In 1932 he studied drafting, lettering, and illustration at the Mechanics Institute on 20 West 44th Street, which is the city's oldest tuition-free evening school for college-level technical training.
He worked for two years at a display company and studied advanced illustration with Harvey Dunn at the Grand Central School of Art. He married his wife Katherine in 1937 and they moved to an apartment in Brooklyn.
In 1939 his first published story illustrations appeared in Street & Smith's pulp magazine Love Story.
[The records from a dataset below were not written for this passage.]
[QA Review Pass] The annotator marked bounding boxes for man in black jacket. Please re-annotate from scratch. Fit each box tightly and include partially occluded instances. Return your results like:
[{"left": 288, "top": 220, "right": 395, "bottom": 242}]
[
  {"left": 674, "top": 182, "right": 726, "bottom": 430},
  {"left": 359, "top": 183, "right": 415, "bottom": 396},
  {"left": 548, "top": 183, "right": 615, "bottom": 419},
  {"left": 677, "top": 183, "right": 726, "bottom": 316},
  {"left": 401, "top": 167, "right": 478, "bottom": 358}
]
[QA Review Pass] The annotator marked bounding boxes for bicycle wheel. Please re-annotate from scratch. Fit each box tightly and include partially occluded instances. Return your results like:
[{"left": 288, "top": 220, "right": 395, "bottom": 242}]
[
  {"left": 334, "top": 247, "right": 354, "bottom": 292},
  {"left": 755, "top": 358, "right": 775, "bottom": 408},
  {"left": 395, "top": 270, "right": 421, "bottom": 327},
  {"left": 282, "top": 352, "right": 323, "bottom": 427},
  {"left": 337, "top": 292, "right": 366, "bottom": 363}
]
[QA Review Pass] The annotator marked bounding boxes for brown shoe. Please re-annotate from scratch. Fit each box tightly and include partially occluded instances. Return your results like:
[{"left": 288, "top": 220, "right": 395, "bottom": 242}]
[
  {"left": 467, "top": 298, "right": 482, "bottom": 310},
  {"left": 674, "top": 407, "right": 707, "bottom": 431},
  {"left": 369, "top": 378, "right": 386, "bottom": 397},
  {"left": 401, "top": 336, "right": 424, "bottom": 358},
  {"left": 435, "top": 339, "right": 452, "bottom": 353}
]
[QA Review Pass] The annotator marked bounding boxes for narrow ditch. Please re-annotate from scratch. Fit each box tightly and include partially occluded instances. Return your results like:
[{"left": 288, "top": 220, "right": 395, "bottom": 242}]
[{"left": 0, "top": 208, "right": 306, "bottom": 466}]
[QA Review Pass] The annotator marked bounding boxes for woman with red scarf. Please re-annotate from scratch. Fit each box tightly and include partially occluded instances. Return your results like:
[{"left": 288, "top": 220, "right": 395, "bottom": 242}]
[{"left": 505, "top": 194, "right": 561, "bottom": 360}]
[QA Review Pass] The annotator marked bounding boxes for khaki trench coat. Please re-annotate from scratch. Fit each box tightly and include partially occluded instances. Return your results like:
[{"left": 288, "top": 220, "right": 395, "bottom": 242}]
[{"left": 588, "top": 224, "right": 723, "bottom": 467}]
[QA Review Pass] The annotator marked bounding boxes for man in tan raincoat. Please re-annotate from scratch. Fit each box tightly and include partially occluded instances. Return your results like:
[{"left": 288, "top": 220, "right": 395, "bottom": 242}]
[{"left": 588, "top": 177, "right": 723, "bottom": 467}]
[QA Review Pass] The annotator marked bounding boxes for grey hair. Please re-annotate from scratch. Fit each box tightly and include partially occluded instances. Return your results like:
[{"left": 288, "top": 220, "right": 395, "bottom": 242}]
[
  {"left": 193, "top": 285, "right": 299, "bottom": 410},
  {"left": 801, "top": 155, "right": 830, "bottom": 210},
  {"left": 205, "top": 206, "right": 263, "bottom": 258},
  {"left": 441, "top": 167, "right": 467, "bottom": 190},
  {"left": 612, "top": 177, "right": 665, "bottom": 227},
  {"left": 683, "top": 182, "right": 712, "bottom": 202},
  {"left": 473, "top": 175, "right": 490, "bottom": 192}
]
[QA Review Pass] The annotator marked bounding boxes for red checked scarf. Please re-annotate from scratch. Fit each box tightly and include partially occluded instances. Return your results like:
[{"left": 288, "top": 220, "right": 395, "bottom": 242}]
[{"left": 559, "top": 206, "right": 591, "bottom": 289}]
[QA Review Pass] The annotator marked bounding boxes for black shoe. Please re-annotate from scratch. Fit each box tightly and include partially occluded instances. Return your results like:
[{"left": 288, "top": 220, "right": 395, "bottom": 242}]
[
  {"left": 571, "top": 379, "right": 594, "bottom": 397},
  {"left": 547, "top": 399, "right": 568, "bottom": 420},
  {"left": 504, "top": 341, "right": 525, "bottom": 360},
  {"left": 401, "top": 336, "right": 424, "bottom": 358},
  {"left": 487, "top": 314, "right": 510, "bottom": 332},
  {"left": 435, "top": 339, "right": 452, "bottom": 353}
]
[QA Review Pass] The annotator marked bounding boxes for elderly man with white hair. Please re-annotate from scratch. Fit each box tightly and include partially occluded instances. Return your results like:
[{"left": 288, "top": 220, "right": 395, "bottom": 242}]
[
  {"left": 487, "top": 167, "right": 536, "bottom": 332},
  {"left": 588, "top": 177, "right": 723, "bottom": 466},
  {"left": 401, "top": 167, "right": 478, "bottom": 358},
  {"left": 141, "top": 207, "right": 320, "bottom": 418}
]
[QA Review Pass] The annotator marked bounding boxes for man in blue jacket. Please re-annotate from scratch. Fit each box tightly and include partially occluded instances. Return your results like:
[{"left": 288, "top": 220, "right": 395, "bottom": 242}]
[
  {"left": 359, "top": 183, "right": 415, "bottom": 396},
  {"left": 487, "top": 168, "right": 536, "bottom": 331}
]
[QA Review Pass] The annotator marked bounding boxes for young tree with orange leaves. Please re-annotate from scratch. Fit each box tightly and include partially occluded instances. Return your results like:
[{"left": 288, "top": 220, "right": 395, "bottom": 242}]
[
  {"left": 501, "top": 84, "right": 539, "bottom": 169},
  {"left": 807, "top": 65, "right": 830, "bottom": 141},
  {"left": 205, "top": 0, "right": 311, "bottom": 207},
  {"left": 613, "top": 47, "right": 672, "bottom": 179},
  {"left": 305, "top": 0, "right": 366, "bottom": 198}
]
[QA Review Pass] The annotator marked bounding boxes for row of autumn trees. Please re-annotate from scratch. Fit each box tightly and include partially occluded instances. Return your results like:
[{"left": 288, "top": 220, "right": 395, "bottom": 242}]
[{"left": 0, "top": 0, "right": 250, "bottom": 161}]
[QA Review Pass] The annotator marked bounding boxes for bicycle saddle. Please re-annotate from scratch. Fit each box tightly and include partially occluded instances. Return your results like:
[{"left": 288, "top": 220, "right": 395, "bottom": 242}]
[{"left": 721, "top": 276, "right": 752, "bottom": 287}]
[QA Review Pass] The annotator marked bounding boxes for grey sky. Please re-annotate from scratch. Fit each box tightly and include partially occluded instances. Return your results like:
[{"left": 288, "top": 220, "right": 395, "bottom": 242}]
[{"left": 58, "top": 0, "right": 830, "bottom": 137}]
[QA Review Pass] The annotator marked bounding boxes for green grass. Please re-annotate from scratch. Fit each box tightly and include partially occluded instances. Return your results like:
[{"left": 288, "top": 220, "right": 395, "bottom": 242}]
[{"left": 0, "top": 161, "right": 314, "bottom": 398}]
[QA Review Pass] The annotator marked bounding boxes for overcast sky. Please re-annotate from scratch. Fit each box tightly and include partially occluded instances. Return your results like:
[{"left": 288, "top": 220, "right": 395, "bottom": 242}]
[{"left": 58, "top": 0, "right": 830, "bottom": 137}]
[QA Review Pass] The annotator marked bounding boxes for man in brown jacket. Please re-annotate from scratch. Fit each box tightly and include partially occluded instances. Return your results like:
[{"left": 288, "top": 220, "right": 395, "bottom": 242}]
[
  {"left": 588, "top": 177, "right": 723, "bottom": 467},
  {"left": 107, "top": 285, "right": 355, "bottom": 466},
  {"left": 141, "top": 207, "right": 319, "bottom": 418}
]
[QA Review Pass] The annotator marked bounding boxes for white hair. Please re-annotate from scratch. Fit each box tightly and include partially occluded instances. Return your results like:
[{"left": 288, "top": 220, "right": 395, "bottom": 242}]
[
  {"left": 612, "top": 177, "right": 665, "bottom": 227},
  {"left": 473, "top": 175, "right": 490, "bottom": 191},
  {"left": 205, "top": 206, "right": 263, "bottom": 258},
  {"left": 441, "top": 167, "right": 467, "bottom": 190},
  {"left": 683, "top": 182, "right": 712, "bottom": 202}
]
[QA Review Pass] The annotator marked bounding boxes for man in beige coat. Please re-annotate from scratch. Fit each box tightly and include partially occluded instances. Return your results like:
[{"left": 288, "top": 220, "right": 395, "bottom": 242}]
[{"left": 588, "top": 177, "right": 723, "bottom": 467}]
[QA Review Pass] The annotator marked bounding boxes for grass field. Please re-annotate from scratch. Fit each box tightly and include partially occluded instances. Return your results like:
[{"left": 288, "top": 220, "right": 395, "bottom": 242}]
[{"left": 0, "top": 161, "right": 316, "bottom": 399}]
He sold freelance pulp covers for Ace-High Western, Adventure, Big Book Western, Black Book Detective, Detective Fiction Weekly, Dime Western, Exciting Detective, Fifteen Western Tales, 44. Western, G-Men Detective, New Detective, Phantom Detective, Rodeo Romances, Star Western, Sweetheart Stories, Ten Detective Aces, 10-Story Western, Texas Rangers, Thrilling Mystery, West, and Western Aces.
According to Harry Steeger, owner of Popular Publications, "I like Chiriacka's pulp covers, because when his women are screaming, they almost look like they might be laughing!"
His pulp covers were usually left unsigned, and he used a variety of psuedonyms, such as Acka, Darcy, and A.D. He is given printed credit as "Ernest Chiriacka" on the contents pages of only a few Ace Magazine titles.
He was not eligible for military service in WW2, because of a pre-diabetic health condition, so he was among the few professional pulp cover artists to remain fully active during the war years, and as such his work was in great demand.
In 1950 he joined the American Artists Agency and began a successful career as a slick magazine illustrator for American Magazine, Colliers, Coronet, Argosy, Saturday Evening Post, and Esquire, where his pin-up calendar art brought him his greatest renown.
In 1952 he and Katherine moved to a splendid mansion in Great Neck, Long Island, where they raised their two children, Leonard and Athene.
He painted many paperback covers up until 1965, and then retired from commerical illustration to concentrate on painting visionary landscapes of the Old West, which have continued to attract appreciative collectors at fine art galleries around the world.
Ernest Darcy Chiriacka died peacefully, surrounded by family and friends, at his home in Great Neck, NY, at the age of ninety-six on April 26, 2010.